Download: apps.microsoft.com

Bottom line: The friendliest entry point for someone who has never opened PowerShell.

7. CCleaner, best for a friendly cleaner UI

CCleaner is the veteran of the category. The free tier covers the basics: junk file cleanup, browser cache wipes, a startup manager, and a software uninstall list. The paid tier adds scheduled cleanups, real-time monitoring, and automatic browser cleaning. The 2017 supply-chain incident is part of its history; the installer is signed and the company has since published clearer release notes, but it sits below BleachBit on transparency.

Where it falls short: The “registry cleaner” feature has no measurable benefit on modern Windows. Free tier nags toward the paid upgrade.

Pricing:

Platforms: Windows, macOS, Android

Download: ccleaner.com

Bottom line: A safe pick if you want a familiar UI and do not mind the upsell.

How to pick the right one

Most setups end up running two or three of these together. A common stack is WinRepairTools or Wintoys as the friendly front door, BleachBit for scripted cleanups, and Dism++ in reserve for the cases where the image needs more than sfc /scannow can give it.

FAQ

Do I still need a third-party tool if PowerShell does it for free?

Not strictly. The point of the apps above is the safety net around the same commands: a preview before a write, a log of what changed, and a clear undo path. If you are comfortable in PowerShell, you can run sfc /scannow and DISM /Online /Cleanup-Image /RestoreHealth without any of these tools.
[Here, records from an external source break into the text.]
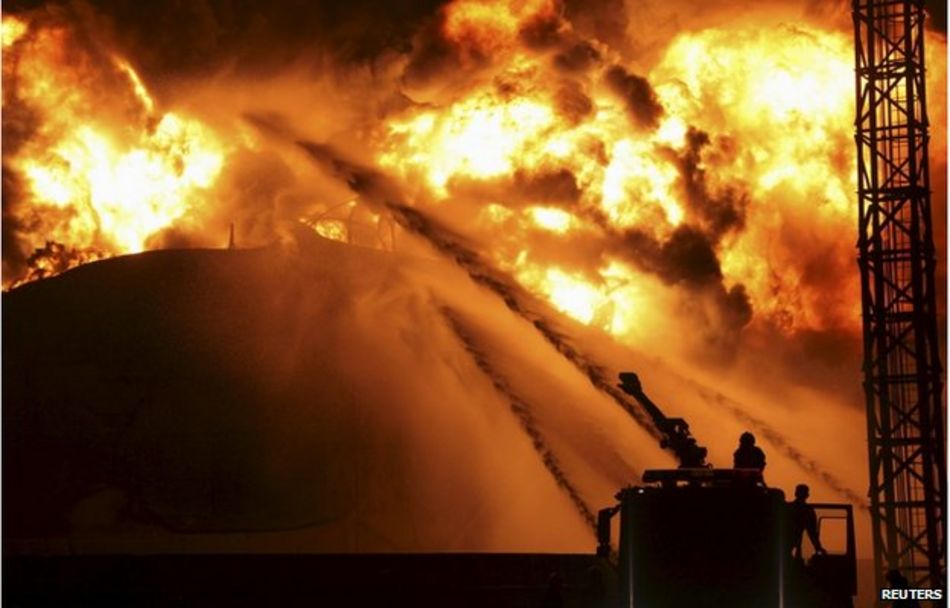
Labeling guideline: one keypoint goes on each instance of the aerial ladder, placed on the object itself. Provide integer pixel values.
(902, 370)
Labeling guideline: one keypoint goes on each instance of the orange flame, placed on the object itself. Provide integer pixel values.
(102, 169)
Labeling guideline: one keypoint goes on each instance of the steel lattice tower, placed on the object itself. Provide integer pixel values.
(902, 372)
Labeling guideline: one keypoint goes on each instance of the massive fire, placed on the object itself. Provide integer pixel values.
(726, 168)
(103, 169)
(762, 118)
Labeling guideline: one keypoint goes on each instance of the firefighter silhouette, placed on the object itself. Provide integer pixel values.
(803, 520)
(748, 455)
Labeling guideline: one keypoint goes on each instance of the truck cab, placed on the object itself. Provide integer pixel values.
(716, 538)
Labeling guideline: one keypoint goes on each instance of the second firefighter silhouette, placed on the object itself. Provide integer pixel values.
(748, 455)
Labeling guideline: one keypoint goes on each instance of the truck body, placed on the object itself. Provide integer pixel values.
(711, 538)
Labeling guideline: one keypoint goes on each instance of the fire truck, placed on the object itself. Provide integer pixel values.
(700, 537)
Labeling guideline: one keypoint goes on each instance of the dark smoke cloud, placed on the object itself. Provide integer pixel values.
(541, 33)
(603, 20)
(637, 93)
(717, 212)
(686, 257)
(572, 102)
(578, 58)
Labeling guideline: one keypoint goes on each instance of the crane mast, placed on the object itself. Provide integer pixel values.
(902, 370)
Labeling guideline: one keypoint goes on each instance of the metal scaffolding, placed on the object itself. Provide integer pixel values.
(902, 371)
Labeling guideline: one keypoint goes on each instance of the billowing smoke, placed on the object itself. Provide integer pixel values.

Are “registry cleaners” worth running?

No. Modern Windows handles registry maintenance on its own, and there is no measurable performance gain from a registry sweep. The apps above either skip the feature (BleachBit, Wintoys, Dism++) or surface it as a low-priority option (CCleaner). Use the time you would have spent on it to run chkdsk or update drivers instead.
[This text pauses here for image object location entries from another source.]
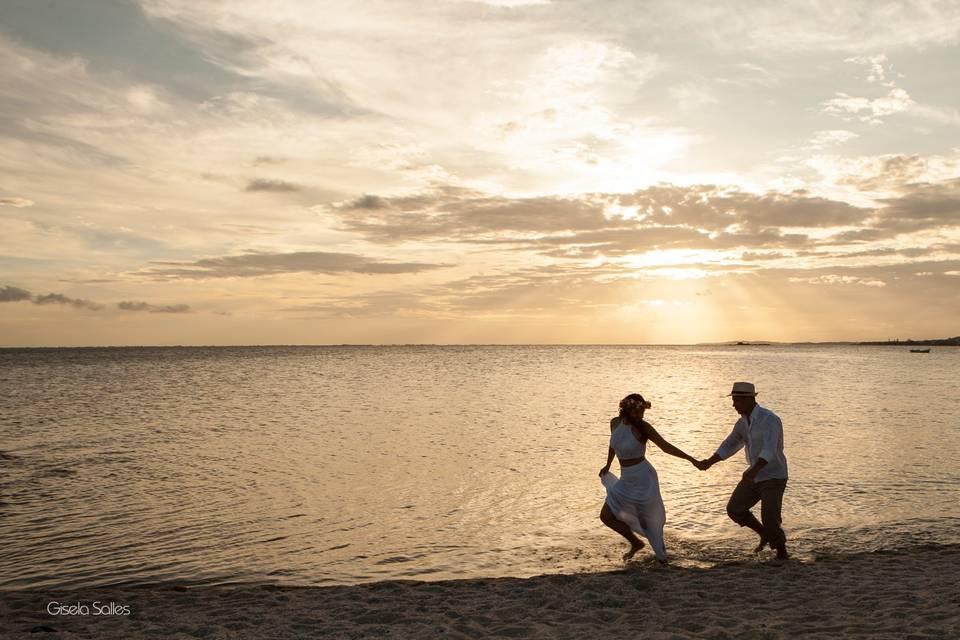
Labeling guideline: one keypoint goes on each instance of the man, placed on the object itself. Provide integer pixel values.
(761, 432)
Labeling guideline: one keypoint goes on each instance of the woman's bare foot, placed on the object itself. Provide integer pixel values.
(636, 546)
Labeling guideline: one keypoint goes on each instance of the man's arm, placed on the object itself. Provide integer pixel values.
(771, 434)
(731, 444)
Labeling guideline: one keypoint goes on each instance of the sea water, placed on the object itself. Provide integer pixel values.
(338, 465)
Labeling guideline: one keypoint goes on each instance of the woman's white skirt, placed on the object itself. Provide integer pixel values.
(635, 499)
Is BleachBit really a CCleaner replacement?

For the cleaning portion, yes. BleachBit covers the same cache and temporary file wipes, exposes a CLI for scripting, and is open-source. CCleaner adds a friendlier UI, real-time monitoring on the paid tier, and a longer list of supported apps out of the box. Pick by whether you want code transparency or a polished UI.

What is the safest way to run DISM and SFC?
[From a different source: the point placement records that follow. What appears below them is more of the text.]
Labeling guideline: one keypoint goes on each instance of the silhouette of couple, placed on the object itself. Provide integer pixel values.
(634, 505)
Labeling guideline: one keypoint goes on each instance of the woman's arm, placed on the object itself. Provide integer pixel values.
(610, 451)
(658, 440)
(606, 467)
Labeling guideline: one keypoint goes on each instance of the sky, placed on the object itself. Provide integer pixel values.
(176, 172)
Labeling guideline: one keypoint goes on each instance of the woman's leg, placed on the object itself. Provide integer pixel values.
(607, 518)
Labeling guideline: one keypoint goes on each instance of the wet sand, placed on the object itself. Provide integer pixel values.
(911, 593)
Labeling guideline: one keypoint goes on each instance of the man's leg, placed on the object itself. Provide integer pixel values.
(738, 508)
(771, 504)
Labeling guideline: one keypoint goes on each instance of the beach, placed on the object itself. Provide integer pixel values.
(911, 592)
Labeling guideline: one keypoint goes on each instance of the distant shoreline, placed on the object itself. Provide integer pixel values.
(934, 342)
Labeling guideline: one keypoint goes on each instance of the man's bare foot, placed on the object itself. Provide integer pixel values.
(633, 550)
Open an administrator PowerShell, run sfc /scannow first, then DISM /Online /Cleanup-Image /RestoreHealth. SFC repairs OS files against the local component store; DISM repairs the component store against Windows Update. Dism++ wraps the same flow with a UI and a log file, which is worth it on machines you maintain for other people.

Will these tools break my Windows install?

The apps above all default to safe presets and prompt before any change that touches system files. The risk lives in the more aggressive presets, especially in O&O ShutUp10++ and in DISM component removal. Create a System Restore point or a disk image before the first run on a machine you care about, and read each toggle’s description before flipping it.

Do any of these work on Windows on ARM?

WinRepairTools, Microsoft PowerToys, BleachBit, Wintoys, and Dism++ all run on Windows on ARM. The DISM and SFC commands they wrap are part of Windows itself, so the underlying repair works the same way. CCleaner and O&O ShutUp10++ run under x64 emulation on ARM hardware.